Effacing ourselves so that others can celebrate is a noble act—though you wouldn’t know it from how most guests behave. You rarely notice any change in the way customers treat staff during the holidays—with the increased pressure of making the experience extra special diners often demand more and are less forgiving of service mistakes. It often creates the perfect storm: Customers with bloated expectations being served by people whose sacrifices are under-appreciated. We don’t have any hard data, but we would guess that complaints by restaurant patrons go up during the holiday season when you’d expect them to be a little more lenient. Any delusions that people are more compassionate toward those who serve them during the holidays are misguided.

UpsideDownTreeIt’s also a misconception that working on holidays is guaranteed to be lucrative. Contrary to common belief, people don’t always spend as freely eating and drinking this time of year so check averages tend to drop. Some restaurants are ghost towns on some holiday nights like Christmas Eve—notoriously the worst night to work—when people prefer to spend time at home with their families. But someone has to take those shifts. The week between Christmas and New Years can be a crapshoot, too. People are often traveling or need to recover from the financial damage done by holiday shopping so they reign in extravagant dining experiences.

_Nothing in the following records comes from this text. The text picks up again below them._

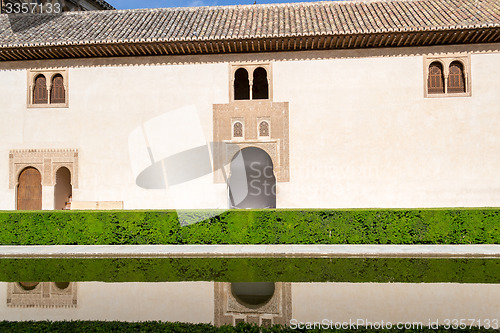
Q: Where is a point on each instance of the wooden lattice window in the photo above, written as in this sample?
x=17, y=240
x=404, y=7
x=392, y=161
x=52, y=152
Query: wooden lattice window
x=456, y=78
x=241, y=84
x=264, y=128
x=40, y=94
x=260, y=88
x=238, y=130
x=57, y=91
x=436, y=78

For those of us who work for tips, not only are we deprived of celebrating the holidays with our loved ones but we may often be poorly compensated for the inconvenience.

If you want to show the waitstaff appreciation when you dine out during the holidays—do something nice. Share a glass of your wine with the waiter. If you have someone who regularly takes care of you, bring them a token of your appreciation. A gift card from somewhere, preferably a liquor store. We also accept cash. Bring a six-pack of good beer or a bottle of whiskey for the kitchen. (Industry folk do this all the time as a way of showing their appreciation of each other.) Bringing the kitchen booze is a total gangster move. Alcohol numbs the pain.

Tip more than you normally would. Your servers will notice and it will help make their holidays that much more tolerable. It might even help restore their faith in mankind—restaurant work can make even the most cheerful people misanthropic. We need to buy gifts for our loved ones too and a bigger tip during the holiday season might result in our being under less financial strain—which is the greatest gift of all. Whatever you choose to do, it need not involve material things—simply acknowledging the sacrifice is enough. Say thank you to everyone on your way out—all the way down to the busboy or the bathroom attendant. And this time say it like you mean it.